A Selon certaines déclarations, Emmanuel Macron vient d’offrir à La Manif pour tous sa revanche en nommant Michel Barnier comme Premier ministre. La dissolution déclencherait une révolution conservatrice, tout comme la défaite de Waterloo a permis à Louis XVIII de reconquérir son trône, ou la défaite de 1870 le triomphe d’Adolphe Thiers et de ses « Versaillais ». Nous ne pousserons pas la chronologie jusqu’à Vichy pour ne pas forcer une ligne déjà outrancière et caricaturale. De quel conservatisme parlerions-nous aujourd’hui ?
La première question que pose ce gouvernement est celle de sa légitimité. On ne s’étonnera plus de la surprise des électeurs. Après qu’un raz-de-marée en faveur du Rassemblement national fut annoncé, puis un sursaut du Nouveau Front populaire attesté, ce serait donc finalement la droite républicaine, forte de ses quarante-sept sièges, et la majorité sortante, pourtant sanctionnée, qui sortirait victorieuse ? A la suite de tant de mouvements sociaux puissants, « gilets jaunes », réforme des retraites, agriculteurs, mettant en lumière l’affaiblissement de la représentation politique, une telle nonchalance paraît pour le moins périlleuse. Si Emmanuel Macron voulait en arriver là, pourquoi ne pas avoir auparavant laissé sa chance à Lucie Castets, afin que des motions de censure puissent préparer l’opinion publique ? Par défaut, il s’agit bien d’une interprétation conservatrice de son rôle, dans la mesure où sa décision est celle qui perpétue le mieux sa propre influence.

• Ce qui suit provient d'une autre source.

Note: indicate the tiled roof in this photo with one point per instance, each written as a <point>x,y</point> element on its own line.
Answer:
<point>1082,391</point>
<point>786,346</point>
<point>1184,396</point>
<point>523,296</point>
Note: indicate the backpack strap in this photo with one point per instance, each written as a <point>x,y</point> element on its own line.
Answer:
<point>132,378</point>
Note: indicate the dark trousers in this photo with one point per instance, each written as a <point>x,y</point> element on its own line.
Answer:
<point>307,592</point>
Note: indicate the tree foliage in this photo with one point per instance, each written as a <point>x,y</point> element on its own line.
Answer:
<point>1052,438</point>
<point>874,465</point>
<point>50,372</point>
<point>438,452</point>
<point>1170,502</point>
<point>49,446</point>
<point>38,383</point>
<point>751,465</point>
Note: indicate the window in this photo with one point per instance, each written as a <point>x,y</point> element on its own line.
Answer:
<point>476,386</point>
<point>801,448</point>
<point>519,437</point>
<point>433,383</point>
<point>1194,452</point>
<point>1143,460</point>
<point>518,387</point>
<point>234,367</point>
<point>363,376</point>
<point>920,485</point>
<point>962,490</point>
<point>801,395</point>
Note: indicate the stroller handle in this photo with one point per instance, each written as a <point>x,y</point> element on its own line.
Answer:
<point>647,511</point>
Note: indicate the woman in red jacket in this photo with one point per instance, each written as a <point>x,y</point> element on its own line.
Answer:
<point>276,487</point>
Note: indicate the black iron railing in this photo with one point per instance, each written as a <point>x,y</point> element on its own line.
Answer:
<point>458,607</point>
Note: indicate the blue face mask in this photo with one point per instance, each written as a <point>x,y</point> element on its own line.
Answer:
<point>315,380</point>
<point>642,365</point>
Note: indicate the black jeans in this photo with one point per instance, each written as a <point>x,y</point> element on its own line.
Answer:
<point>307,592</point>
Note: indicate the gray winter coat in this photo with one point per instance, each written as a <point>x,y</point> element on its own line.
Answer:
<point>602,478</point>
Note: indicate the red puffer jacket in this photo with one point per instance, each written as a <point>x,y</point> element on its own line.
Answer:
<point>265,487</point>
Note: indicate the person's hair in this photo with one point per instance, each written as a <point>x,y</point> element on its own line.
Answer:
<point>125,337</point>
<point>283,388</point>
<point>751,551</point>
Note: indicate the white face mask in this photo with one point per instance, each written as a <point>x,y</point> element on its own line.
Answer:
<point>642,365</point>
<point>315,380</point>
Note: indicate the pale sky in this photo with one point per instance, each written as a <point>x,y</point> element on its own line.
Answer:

La deuxième question concerne les affinités qui semblent unir une partie du gouvernement Barnier. La Manif pour tous vient-elle de prendre sa revanche ? En se concentrant sur les déclarations et votes passés de Laurence Garnier, Bruno Retailleau ou Patrick Hetzel, ce storytelling très politique manque de recul. Est-il nécessaire de rappeler que 94 % des députés UMP (ex-Les Républicains) et 83 % des députés UDI ont voté contre l’ouverture du mariage aux personnes de même sexe en 2013 ? Faut-il ajouter que derrière cette apparente unanimité, les positions étaient parfois plus nuancées ou paradoxales qu’il n’y paraît ?

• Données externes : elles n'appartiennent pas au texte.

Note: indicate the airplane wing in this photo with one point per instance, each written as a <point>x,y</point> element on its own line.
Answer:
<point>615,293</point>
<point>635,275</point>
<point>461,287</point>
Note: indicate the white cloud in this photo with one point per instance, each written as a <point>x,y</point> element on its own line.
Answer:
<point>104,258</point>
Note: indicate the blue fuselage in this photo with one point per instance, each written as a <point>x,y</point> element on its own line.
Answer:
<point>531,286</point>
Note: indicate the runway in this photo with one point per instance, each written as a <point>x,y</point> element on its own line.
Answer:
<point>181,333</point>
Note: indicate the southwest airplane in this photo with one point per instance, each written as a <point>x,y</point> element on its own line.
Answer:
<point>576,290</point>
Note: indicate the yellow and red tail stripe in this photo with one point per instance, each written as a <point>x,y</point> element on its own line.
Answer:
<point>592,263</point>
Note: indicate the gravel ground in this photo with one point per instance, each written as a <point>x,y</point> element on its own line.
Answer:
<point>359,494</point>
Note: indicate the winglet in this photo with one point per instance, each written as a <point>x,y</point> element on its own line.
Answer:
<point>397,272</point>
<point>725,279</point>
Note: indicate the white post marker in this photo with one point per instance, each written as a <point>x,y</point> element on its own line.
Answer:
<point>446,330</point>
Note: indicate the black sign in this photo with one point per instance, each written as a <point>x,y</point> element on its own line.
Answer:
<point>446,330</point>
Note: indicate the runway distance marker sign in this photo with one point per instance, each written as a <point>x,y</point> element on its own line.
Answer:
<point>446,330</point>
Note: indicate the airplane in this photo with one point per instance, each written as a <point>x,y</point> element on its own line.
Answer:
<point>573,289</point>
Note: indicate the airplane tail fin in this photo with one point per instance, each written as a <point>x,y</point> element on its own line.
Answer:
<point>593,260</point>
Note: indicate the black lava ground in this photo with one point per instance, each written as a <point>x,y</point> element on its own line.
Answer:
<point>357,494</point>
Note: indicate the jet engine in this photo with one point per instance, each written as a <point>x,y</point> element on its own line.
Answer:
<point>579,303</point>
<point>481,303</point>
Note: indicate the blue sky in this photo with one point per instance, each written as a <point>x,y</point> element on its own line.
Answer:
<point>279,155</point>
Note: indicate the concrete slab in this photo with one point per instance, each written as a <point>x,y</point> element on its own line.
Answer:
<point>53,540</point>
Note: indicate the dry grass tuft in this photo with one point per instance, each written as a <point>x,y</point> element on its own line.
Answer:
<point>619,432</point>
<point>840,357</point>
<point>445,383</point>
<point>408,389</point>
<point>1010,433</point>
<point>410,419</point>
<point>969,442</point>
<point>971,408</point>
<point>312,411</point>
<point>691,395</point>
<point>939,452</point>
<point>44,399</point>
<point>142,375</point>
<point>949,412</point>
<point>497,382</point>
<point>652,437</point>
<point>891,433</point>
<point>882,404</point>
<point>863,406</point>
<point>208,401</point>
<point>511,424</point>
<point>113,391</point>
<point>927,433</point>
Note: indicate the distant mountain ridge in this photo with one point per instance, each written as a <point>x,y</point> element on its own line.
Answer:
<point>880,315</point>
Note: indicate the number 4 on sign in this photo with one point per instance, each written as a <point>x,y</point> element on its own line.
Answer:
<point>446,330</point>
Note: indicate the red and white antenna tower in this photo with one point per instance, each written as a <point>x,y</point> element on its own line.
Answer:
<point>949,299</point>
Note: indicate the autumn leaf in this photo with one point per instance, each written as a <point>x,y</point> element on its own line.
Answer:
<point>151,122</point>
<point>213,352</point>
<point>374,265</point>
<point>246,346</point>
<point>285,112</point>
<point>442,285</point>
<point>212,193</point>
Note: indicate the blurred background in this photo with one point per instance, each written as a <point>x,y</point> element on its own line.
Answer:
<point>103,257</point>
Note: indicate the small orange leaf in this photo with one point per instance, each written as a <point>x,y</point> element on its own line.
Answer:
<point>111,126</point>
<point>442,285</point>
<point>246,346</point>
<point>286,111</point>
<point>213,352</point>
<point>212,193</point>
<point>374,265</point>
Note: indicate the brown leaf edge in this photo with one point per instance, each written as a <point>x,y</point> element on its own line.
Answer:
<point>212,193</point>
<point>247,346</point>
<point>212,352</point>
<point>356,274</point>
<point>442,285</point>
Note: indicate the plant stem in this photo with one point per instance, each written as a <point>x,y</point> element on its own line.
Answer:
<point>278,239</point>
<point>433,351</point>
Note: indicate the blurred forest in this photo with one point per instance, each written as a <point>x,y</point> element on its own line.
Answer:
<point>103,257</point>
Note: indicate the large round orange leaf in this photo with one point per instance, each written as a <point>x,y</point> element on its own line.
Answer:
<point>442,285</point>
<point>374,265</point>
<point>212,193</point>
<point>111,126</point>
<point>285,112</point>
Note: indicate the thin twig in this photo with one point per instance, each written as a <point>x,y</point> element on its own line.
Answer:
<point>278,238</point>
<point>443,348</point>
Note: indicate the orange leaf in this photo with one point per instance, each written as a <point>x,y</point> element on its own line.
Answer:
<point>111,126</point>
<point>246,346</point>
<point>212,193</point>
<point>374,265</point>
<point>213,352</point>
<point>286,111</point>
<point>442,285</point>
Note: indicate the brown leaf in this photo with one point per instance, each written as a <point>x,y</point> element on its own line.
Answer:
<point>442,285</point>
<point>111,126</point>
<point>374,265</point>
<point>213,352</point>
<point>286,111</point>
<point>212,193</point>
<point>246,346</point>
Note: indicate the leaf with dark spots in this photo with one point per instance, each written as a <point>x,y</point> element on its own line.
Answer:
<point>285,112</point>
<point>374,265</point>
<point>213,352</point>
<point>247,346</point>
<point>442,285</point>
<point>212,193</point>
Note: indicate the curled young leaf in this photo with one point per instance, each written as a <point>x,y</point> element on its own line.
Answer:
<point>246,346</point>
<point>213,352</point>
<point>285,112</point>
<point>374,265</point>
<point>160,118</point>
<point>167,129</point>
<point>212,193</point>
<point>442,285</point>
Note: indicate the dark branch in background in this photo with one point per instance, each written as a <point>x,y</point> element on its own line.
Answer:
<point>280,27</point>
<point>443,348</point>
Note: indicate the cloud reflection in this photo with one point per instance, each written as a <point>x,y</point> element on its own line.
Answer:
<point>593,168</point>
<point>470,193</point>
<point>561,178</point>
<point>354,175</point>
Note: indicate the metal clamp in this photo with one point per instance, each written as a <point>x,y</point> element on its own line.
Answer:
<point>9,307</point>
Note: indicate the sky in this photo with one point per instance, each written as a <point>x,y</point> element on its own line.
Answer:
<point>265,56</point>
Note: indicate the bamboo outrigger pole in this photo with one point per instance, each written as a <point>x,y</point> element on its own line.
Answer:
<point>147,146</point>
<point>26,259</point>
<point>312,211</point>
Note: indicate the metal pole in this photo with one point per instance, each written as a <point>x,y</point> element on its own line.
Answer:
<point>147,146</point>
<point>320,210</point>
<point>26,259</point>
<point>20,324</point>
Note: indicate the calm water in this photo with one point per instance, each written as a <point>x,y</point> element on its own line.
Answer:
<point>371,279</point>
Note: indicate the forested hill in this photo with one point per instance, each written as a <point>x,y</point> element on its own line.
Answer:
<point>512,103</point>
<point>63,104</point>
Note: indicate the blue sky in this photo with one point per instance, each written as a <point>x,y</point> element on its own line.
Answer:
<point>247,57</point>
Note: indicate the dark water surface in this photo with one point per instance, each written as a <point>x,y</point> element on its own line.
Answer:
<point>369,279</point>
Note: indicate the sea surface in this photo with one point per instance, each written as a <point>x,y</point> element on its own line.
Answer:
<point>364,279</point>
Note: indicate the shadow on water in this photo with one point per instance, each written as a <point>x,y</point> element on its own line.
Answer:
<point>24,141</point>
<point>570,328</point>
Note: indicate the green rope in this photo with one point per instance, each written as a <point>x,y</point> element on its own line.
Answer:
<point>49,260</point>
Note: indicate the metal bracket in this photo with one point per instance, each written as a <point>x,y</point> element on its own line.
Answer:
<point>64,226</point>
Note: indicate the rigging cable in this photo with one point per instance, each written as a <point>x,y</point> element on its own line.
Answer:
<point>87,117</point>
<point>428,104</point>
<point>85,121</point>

Si Gérard Larcher et Valérie Pécresse ont bien défilé en tête des cortèges de La Manif pour tous, François Fillon, lui, a toujours refusé de les rejoindre. Faut-il remonter encore plus loin et rappeler les 97 % de voix du Rassemblement pour la République (RPR) et les 98,5 % de l’Union pour la démocratie française (UDF, ex-Modem) contre le pacte de solidarité civile ? François Bayrou a déclaré que « s’opposer à l’adoption d’enfants par un couple homosexuel (…) « C’est un combat pour la civilisation, pour l’humanité. » (La Croix22 septembre 1998), ou Charles de Courson dénonçant une « dégradation du tissu social » (Assemblée nationale, 2et séance du 8 juin 1999) ? Focus sur Christine Boutin (ancien ministre du Logement et de la Ville dans le premier gouvernement Fillon) autrefois ou sur Laurence Garnier aujourd’hui est superficiel.